The company reports that since 2018, there have been more than 1.3 million tweets about "tweet drafts." These message are from Twitter users encouraging other people to go into the drafts of their notes, word processors, journals, etc., and release those thoughts for the world to see rather than continuing to hold them back. The thinking behind that notion is that there are too many people not sharing their thoughts to avoid the repercussions they may receive in their social media replies.

The hesitancy about tweeting every thought is real. Twitter is all about encouraging people to speak their minds, but doing so in such a public forum can feel like a lot of pressure for nearly everyone sometimes. That where Fleets comes in—those fleeting thoughts that you don't want forever shared will be gone within a day.

The Fleets service isn't solely designed for the timid, though. Let's say you're rooting for your favorite football team while watching a live game and want to share your enthusiasm with fellow fans on Twitter; those updated scores you keep posting will no longer clog up your Twitter profile page. If you're not a sports fan, the same logic applies to anything, like say tweeting your many thoughts about Tyra Banks' outfit this week on Dancing With the Stars.

A company spokesperson told Newsweek that through through "tests in Brazil, Italy, India, and South Korea, we learned Fleets helped people feel more comfortable joining the conversation – we saw people with Fleets talk more on Twitter. Those new to Twitter found Fleets to be an easier way to share what's on their mind. Because they disappear from view after a day, Fleets helped people feel more comfortable sharing personal and casual thoughts, opinions, and feelings."

Also, another appealing aspect of fleets are they don't have "likes," "retweets," or public "replies." The only want to respond to a fleet is privately via Direct Message.
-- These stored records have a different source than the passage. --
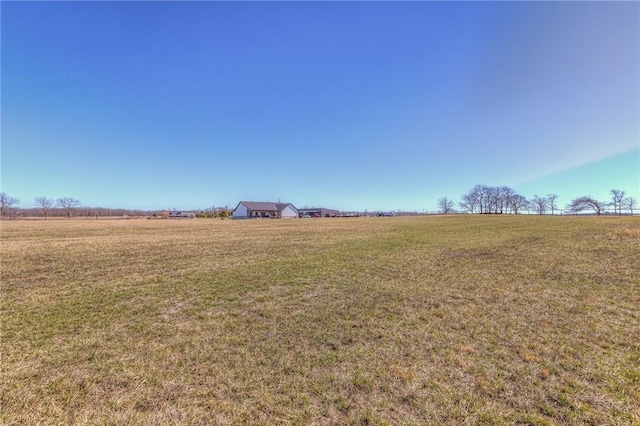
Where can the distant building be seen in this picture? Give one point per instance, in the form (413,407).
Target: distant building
(318,212)
(181,215)
(268,210)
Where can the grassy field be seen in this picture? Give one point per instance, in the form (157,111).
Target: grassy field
(432,320)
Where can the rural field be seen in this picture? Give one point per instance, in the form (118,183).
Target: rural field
(419,320)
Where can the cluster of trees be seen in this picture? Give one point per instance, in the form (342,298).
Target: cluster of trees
(61,207)
(485,199)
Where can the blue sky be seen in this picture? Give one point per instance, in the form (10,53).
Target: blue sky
(348,105)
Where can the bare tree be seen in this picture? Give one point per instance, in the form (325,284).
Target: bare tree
(586,202)
(551,198)
(446,206)
(630,203)
(6,203)
(617,198)
(539,204)
(68,204)
(45,204)
(517,202)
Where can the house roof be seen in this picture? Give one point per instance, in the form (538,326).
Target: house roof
(265,206)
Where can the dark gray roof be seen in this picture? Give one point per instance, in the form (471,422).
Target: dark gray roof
(265,206)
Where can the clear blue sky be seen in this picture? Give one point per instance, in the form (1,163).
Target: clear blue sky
(347,105)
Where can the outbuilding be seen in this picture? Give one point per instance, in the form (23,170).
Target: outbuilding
(262,209)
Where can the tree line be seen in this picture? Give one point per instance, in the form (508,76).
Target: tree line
(60,207)
(68,207)
(483,199)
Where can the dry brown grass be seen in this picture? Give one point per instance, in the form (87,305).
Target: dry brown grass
(438,320)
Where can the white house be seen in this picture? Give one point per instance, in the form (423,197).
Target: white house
(259,209)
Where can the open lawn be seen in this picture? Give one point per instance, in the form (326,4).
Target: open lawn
(424,320)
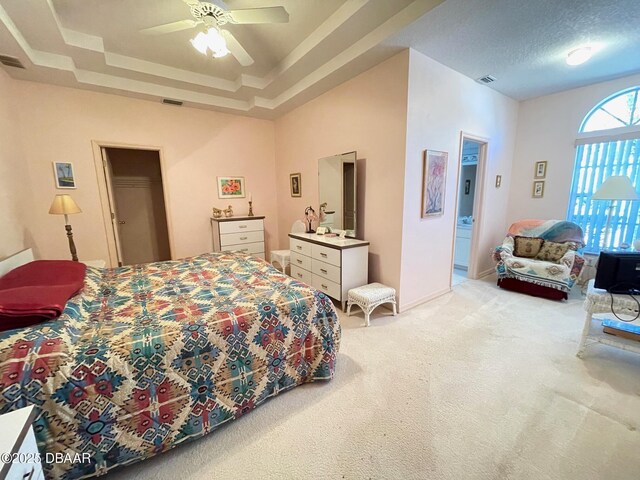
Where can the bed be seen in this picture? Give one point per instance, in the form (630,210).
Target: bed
(150,356)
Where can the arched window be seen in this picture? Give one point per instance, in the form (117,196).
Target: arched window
(608,144)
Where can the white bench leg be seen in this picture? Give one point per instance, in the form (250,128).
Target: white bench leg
(585,334)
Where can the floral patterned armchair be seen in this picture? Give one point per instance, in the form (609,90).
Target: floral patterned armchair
(550,279)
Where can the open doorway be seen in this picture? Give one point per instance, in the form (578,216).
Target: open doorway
(136,204)
(470,174)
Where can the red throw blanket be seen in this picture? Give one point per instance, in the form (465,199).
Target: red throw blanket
(38,291)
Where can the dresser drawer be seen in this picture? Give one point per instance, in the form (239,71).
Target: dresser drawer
(240,226)
(327,286)
(324,254)
(326,270)
(253,248)
(300,246)
(301,261)
(302,275)
(239,238)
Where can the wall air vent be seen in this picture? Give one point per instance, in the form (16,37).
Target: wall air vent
(11,61)
(486,79)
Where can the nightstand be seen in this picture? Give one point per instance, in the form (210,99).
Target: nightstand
(19,442)
(95,263)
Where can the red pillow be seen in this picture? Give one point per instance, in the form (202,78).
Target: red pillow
(38,291)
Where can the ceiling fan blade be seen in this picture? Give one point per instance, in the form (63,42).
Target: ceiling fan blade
(236,49)
(260,15)
(170,27)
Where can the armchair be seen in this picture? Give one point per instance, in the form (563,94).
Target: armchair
(538,277)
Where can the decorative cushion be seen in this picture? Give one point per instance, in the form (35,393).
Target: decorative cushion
(552,251)
(527,247)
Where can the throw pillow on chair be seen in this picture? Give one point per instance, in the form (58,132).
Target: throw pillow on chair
(527,247)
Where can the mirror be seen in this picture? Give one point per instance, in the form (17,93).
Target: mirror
(337,192)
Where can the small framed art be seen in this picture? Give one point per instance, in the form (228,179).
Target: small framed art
(541,169)
(538,189)
(231,187)
(295,183)
(63,173)
(434,175)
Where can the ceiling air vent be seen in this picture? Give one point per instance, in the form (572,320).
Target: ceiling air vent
(486,79)
(10,61)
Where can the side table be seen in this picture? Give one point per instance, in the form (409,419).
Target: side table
(599,302)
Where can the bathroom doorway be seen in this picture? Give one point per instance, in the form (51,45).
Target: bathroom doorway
(135,201)
(472,156)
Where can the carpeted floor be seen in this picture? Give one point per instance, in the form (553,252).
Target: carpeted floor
(478,384)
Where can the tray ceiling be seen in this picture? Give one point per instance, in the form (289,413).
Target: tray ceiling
(93,44)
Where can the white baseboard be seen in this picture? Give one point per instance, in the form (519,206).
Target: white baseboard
(422,300)
(486,273)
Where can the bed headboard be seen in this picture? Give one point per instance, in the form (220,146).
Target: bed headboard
(14,261)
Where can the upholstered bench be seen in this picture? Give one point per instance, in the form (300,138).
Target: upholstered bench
(369,297)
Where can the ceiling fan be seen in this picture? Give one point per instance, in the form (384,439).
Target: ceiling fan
(213,15)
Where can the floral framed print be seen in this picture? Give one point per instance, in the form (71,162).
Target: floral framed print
(434,176)
(541,169)
(231,187)
(295,184)
(538,189)
(63,173)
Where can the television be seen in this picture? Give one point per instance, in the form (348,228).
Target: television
(619,272)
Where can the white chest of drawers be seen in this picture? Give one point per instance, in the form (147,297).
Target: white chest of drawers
(332,265)
(19,441)
(238,234)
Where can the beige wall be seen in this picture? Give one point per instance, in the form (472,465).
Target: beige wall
(547,129)
(367,114)
(441,104)
(198,145)
(14,186)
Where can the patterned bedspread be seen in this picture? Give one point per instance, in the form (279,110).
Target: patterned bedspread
(150,356)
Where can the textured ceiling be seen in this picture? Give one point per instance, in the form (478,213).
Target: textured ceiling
(524,43)
(96,44)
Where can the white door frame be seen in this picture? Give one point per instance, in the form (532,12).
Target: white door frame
(110,231)
(478,202)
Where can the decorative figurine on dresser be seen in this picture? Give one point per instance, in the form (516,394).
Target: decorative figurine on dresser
(238,234)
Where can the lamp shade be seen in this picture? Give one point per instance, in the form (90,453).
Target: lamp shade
(616,188)
(64,205)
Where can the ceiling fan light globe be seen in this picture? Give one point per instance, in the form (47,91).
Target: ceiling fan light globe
(221,52)
(200,43)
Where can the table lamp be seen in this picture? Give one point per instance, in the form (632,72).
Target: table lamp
(65,205)
(617,187)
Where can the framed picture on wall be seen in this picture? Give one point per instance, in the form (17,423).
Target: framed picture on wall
(434,176)
(63,174)
(541,169)
(538,189)
(231,187)
(295,183)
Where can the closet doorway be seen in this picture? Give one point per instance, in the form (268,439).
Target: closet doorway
(473,153)
(135,200)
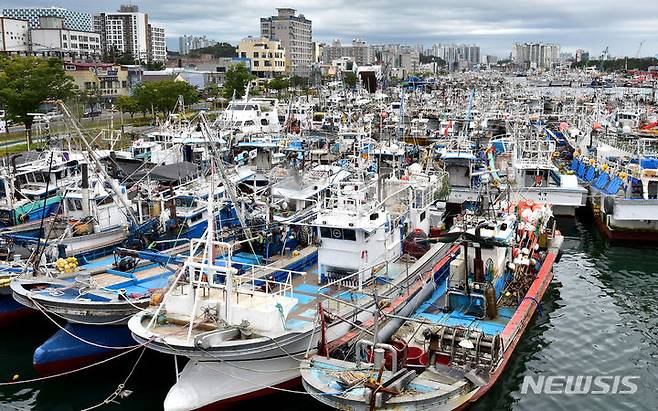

Therefore, you need to worry about public scrutiny even for the duration of 24 hours.

Using it is meant to be really user-friendly, as well. You have the option of creating a fleet on your homepage, or grabbing an existing tweet and "fleeting" it. And it's not just for text, you can also fleet photos and videos. And to keep current with the fleets of people you follow, their fleets will appear at the top of your timeline in circles with the users' profile pic (not unlike Stories on Instagram/Facebook).

Since it's still brand-new, expect Fleets to develop more over time with other features, updates, and tools. Another thing to expect is Twitter will continue to remain committed to preventing the spread of misinformation and harassing messages as much as possible, even with the quickly-disappearing fleets. Twitter's spokesperson told Newsweek that "like tweets, fleets must follow the Twitter Rules. Fleets will be labeled as tweets are, per our guidelines People should report fleets that they think violate our rules directly to us. Our teams and systems will also be proactively monitoring for rule violations in Fleets, and we'll take enforcement action against rule violations in Fleets."